There is not one person in Washington or anywhere else that believes that raising taxes on the successful will do ANYTHING to get us out of this mess. The only thing that will get us out is to stop spending.

Anonymous said...

One doesn't hear much about the balanced approach,that is stop spending to offset higher taxes on the more successful.

Anonymous said...

I have a problem with 47% of the people who don't pay any income tax and yet get benefit after benefit.
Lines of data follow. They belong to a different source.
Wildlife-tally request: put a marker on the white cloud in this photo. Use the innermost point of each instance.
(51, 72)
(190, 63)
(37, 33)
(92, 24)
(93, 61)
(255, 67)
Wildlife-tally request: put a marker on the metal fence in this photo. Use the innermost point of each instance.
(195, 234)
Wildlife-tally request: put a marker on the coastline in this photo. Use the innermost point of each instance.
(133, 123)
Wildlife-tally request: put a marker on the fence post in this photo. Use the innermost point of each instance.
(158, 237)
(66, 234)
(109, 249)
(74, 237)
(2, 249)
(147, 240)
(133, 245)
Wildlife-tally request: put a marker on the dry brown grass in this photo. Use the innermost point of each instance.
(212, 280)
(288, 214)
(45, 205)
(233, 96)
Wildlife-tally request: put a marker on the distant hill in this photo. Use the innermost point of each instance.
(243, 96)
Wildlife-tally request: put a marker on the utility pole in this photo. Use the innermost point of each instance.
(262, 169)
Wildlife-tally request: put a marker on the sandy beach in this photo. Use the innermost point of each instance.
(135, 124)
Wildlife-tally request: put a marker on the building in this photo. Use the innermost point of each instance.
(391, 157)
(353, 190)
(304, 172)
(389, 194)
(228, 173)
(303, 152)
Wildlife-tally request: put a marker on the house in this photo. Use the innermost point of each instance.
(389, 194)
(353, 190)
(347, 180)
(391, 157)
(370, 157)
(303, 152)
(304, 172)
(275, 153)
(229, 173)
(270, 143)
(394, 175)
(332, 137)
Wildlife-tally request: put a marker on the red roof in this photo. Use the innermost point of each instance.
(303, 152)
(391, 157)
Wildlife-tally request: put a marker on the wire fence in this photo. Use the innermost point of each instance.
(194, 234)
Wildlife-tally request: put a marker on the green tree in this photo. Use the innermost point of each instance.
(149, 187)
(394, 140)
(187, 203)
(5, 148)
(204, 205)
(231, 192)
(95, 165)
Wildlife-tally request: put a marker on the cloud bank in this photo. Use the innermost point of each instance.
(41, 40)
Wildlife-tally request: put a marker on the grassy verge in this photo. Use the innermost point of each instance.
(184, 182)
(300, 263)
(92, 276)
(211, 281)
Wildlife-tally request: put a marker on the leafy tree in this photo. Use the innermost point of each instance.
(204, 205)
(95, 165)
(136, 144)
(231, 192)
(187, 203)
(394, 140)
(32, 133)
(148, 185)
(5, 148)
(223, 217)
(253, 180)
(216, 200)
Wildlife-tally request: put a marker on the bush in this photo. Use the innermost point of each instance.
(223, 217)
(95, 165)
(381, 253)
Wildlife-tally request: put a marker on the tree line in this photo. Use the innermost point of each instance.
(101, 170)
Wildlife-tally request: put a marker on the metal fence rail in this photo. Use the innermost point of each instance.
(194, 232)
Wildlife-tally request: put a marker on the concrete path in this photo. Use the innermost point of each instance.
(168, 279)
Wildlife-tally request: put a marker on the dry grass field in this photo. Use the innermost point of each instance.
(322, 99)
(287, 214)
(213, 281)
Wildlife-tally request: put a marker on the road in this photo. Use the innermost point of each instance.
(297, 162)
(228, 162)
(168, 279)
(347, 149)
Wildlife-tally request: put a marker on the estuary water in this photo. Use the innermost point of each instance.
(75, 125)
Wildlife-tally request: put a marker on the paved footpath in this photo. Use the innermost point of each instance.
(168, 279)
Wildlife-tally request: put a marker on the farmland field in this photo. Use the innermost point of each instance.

Obama's tax plan is a joke.

Anonymous said...

The idea has been mentioned that if we go back to the Clinton era tax plan then we should go back to his spending plan. Seems fair to me.

Anonymous said...

Obama will inherited a bigger mess next year than he inherited in 2008. Wonder who he will blame that on?

Anonymous said...

New York and California have the the highest income inequality and yet they have the highest tax on the "rich."
What does that tell you? They are also not right to work states. Maybe you have it backwards

Terry Cagle said...

Good article. Good points. Good grief, anonymous.

Anonymous said...

There is simply no question about much of what Kristoff says. Almost everyone who examines the issue agrees America's infrastructure is aged and not up to speed anymore. We are falling behind Europe and Japan, and even parts of China. I understand the arguments about spending. But I do not understand why we cannot agree to spend on infrastructure. It's absolutely necessary for our future well being and is something even most conservatives and libertarians agree is a valid government function. And it creates jobs.

Anonymous said...

Wasn't that what the stimulus plan was all about? Too bad all those billions went to unions and not to build infrastructure and create jobs. Why should we trust Obama again?